同時に、クロウは5名の百人長を千人長に昇格させ、それぞれの千人長に2千人の兵士を配分し、彼らに周囲の城を占領するように言う。傭兵団が全員打ち倒された今、完全な形勢逆転と言える。千人長達には耀幽候専用の軍令符も持たせる。できれば耀幽候の名声と小型連弩の威圧力で勢いを削がれた獅国兵を降伏させ、そのまま自分の軍隊に招請したい所。
「いけ!速度と苛烈さを持って制圧しろ!急げ!」
大方の作戦を告げ、千人長達を出発させた。2週間後、無事にクロウは周囲の城の城符を手に入れる。5名の千人長はクロウの予定通り周囲最大の城を5つ制圧した。同時に、耀幽候の名声と言うべきか、クロウの名でそれぞれ千人長は3万人の獅国兵を招請できた。クロウはすぐに千人長を将軍に任命する事と、それぞれの将軍に兵を訓練させ、引き続き周囲の城を攻略し、獅国を両断するように勢力を伸ばし、燕国本土からの再侵攻軍が行動を開始した瞬間、彼らに合わせてこちらも動き出す事を手紙に書き、5名の将軍の元へ伝令兵を派遣した。

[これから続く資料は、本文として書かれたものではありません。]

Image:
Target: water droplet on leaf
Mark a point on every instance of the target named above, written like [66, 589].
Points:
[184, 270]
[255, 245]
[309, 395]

1か月後、最低限だが、兵の訓練も終わり、彼らの食料もクロウのいる本拠地から十分な量を輸送した。問題なければ彼らはそろそろ周囲へ攻撃を開始するはずだが.....
「朗報!朗報!西部の獅黄城を攻略しました!」
「朗報!朗報!北部の獅石城を攻略しました!」
「朗報!朗報!南部の獅斗城を攻略しました!」
前線から次々と朗報が届く。時折敗報も届くが、城が落ちるような大きな問題は起こっていない。数日後、ようやっと燕国も幾国を無事に完全に支配域に置いたようで、続々とクロウの下へ少数だが、再編成させた幽鬼隊や鬼槍隊がやってくる。
「よし、反撃の時だ!」
クロウは素早く手下を招集し、反攻を開始した。
***
電光石火の勢いを持って、獅国内に突如現れた敗残兵達は周囲の城塞を飲み込み、巨大な断裂を国内に生み出した。そのせいで、西方の勢力は東方との連絡が途絶え、数多くの兵士を中央の断裂層と、燕国からやってきた軍団に包囲されることになった。そのせいで、すぐに東方の残った勢力はあっという間に降伏、燕国軍とクロウの育て上げた断裂層の軍隊は合流し、そのまま洪水のように残った獅国の領域も併合した。こうして、長かった北陸三か国統一戦はようやく終わりを告げ、燕国は新大陸において、楚国、唐国、元国、越国にならぶ一大国家に成長した。
***
「耀幽候!貴殿の並ぶ事の無い功績を称えて、貴殿には幽燕大公の名を与えよう!」
叙勲式に参加した大臣達がざわめく。それもそのはず、燕国において、<燕>の名は国王の親族、もしくは当代国王の兄弟にしか与えられない。そんな燕国王からクロウは燕の名を与えられた。それはつまり、国王がクロウを兄弟だと認めた証とも言える。
(また大公....)
「ありがたき幸せ!」
クロウは国王直々に権利の象徴とも言える、宝石で出来た青い燕のアクセサリーを手に入れた。周りには同じようなアクセサリーを服に身に着け、包帯を巻いた流征がクロウに他の大臣同様、握手をしていた。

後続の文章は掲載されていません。